Granted the idea of showing an earlier Hannibal Lecter isn’t an inherently bad thing, as the show Hannibal proved. The key difference was that that show doesn’t try to humanise the man or make him necessarily sympathetic. It worked because it changed the game, not the character, to suit its own needs. Prequels that succeed have a compelling story to tell around the action of one villain’s fall. The ones that don’t tend to focus entirely on that journey and offer nothing else that could be called compelling.

Even more problematic is the notion that we’re going to find the man sympathetic, given his villainy is not complex

In the case of The Hunger Games telling the story of younger Snow, the prequel isn’t necessary and may very well just highlight the book’s world-building problems. The infrastructure of Panem is not the strongest part of the books or films and the way the Capital even functions is kept in the backseat of the books’ concerns compared to the personal dramas of the characters on the resisting side.

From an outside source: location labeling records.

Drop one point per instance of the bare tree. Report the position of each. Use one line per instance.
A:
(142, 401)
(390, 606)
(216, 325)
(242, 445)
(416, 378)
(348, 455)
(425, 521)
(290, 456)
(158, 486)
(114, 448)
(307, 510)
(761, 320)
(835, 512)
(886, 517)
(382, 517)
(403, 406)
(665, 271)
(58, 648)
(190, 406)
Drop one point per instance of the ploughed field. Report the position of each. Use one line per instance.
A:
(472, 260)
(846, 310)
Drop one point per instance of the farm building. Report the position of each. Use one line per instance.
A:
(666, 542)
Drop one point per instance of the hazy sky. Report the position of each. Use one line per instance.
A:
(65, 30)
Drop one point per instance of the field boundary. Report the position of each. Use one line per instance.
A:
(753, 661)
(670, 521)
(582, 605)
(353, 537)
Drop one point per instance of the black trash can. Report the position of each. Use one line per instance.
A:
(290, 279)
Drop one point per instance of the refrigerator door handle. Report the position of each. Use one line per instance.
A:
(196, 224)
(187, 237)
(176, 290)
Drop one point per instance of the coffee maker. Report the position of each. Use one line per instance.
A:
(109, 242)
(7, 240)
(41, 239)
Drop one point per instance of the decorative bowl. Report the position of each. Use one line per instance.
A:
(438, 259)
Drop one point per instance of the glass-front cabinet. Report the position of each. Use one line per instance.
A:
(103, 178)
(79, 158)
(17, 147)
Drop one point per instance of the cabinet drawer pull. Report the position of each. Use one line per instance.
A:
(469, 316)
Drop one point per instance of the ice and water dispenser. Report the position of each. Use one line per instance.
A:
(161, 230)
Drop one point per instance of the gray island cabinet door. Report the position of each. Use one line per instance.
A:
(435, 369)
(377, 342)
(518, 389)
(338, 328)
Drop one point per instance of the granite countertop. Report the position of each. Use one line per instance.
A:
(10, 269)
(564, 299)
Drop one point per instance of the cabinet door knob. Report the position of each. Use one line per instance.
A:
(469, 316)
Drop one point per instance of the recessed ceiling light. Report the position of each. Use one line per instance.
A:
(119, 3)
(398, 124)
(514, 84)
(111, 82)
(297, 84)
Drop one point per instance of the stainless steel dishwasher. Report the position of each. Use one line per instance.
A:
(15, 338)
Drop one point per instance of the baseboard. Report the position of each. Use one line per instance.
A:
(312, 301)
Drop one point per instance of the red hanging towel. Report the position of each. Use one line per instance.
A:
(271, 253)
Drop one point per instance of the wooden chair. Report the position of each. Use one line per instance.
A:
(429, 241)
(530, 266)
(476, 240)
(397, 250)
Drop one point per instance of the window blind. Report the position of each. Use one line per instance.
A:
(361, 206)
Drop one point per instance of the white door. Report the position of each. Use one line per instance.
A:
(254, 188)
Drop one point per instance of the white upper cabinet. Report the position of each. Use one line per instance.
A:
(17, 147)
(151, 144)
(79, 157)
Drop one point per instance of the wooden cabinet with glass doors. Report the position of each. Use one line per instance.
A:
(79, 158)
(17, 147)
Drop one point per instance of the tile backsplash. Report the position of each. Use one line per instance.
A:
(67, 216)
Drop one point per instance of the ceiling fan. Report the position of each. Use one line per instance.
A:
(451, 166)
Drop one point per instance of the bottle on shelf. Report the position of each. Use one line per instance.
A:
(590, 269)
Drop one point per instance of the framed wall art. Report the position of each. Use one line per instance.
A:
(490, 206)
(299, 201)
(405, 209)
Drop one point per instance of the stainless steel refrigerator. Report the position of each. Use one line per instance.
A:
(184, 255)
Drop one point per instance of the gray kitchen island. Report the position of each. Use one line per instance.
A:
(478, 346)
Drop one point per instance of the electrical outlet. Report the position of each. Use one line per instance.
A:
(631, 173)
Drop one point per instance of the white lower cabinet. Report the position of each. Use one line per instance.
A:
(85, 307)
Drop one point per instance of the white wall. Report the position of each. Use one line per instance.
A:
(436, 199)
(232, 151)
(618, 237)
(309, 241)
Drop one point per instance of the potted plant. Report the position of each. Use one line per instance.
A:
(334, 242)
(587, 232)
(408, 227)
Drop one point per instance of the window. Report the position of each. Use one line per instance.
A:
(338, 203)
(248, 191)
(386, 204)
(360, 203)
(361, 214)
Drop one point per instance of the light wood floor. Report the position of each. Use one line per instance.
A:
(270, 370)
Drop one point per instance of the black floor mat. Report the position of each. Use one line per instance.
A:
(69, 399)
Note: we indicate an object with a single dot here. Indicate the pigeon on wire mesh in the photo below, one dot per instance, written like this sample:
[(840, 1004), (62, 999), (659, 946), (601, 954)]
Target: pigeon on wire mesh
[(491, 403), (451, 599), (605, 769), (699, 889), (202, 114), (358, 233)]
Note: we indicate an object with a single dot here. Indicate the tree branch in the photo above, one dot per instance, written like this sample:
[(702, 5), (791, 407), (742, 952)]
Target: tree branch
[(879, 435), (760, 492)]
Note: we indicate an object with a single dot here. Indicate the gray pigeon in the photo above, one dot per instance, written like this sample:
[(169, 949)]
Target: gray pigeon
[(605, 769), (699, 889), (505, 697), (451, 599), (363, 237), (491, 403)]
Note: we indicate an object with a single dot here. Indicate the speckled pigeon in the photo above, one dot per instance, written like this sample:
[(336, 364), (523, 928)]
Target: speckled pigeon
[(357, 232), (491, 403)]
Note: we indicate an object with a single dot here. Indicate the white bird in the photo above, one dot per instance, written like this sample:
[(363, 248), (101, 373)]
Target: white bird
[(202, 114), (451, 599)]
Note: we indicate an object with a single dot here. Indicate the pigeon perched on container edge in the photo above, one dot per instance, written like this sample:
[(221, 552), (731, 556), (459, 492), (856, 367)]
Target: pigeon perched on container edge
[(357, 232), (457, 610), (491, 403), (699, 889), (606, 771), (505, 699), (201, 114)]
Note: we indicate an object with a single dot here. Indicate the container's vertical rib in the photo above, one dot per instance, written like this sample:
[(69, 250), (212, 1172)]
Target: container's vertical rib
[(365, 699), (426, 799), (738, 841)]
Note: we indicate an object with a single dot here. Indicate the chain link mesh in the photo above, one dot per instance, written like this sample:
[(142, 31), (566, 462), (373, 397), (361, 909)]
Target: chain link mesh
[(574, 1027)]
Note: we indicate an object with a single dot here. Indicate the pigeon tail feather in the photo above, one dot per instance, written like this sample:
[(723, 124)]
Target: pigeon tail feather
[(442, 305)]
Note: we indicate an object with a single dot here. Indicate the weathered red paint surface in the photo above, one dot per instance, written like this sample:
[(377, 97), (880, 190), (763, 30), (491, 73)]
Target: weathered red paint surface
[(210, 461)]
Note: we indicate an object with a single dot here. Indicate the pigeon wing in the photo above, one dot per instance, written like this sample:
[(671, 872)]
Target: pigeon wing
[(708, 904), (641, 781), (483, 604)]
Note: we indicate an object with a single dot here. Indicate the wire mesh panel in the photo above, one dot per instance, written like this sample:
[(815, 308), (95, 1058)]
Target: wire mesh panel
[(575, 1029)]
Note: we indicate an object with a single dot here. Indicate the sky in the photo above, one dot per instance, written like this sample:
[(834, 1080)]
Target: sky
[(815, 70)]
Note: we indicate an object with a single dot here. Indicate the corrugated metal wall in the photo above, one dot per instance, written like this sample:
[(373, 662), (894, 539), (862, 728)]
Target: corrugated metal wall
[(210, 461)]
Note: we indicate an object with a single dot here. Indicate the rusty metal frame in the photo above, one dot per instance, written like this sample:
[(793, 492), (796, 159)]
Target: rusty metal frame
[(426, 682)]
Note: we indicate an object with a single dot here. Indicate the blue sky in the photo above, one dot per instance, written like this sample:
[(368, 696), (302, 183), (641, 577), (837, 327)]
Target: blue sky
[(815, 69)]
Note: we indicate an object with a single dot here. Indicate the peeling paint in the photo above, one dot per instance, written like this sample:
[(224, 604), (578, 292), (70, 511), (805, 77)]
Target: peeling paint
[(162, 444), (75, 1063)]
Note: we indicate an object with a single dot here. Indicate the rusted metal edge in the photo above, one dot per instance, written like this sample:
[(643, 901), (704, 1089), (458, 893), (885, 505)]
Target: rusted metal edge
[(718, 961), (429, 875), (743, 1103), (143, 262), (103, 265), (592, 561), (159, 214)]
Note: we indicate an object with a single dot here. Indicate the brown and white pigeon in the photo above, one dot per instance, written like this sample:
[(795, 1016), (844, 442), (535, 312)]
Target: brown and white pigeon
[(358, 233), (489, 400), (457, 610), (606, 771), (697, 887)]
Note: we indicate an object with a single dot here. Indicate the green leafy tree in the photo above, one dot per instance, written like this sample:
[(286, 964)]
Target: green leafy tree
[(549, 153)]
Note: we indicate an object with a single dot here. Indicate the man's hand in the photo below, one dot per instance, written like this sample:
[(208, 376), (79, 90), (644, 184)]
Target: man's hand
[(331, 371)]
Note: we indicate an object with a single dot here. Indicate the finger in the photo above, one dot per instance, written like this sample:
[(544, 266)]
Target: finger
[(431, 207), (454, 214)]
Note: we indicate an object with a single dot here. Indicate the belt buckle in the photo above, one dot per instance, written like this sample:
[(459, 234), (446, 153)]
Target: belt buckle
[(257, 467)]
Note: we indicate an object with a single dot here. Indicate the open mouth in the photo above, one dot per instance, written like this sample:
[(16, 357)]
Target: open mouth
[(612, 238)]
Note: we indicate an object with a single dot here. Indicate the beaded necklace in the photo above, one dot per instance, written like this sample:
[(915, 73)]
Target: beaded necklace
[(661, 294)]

Even more problematic is the notion that we’re going to find the man sympathetic, given his villainy is not complex. He believes he’s pragmatic and is happy to kill children in war. There’s not much room for sympathy that  a prequel can delve into here.

Ultimately, it is the case that humanizing villains can work but you can’t just stop there. You have to make the rest of the prequel flow into the rest of the story, otherwise it feels tacked on and cheap. That could more than easily happen, given that a President Snow prequel, or any prequel, doesn’t have to be told. Sometimes evil is just evil, and trying to understand it or justify it with a sad backstory can just distract from its potency.